Benefits and challenges

Early treatment will reduce HIVassociated mortality in children and in some high-burden settings will also significantly reduce overall infant and under-five mortality.

Adoption of recommendations to screen infants for HIV exposure are adopted will result in more infants being identified as exposed while helping to identify other infected individuals.

All exposed infants are born to infected mothers, and many of those women will have HIVpositive partners and/or other HIV-positive children. The infant is an index case that helps to identify a family living with HIV; this could be a critical route to expanding the reach of testing.

Use of simpler first- and second-line regimens will enable countries to facilitate scale-up and lower costs by using paediatric FDCs.
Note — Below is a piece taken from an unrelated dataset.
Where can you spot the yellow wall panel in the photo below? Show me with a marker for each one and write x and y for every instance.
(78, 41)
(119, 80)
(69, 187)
Paediatric HIV treatment programmes are weak and often not seen as a priority, even in highburden settings, unlike treatment of adults, including pregnant women.

Systems to perform early infant diagnosis are still nascent and require sending testing samples to a few large laboratories for diagnosis. Point-of-care virologic tests are necessary to scale up access to early infant diagnosis especially in rural communities.

There is a degree of reluctance among health care providers to test and treat children, especially young children or healthy-looking children, due to a lack of understanding of the lifesaving benefits of early treatment for children.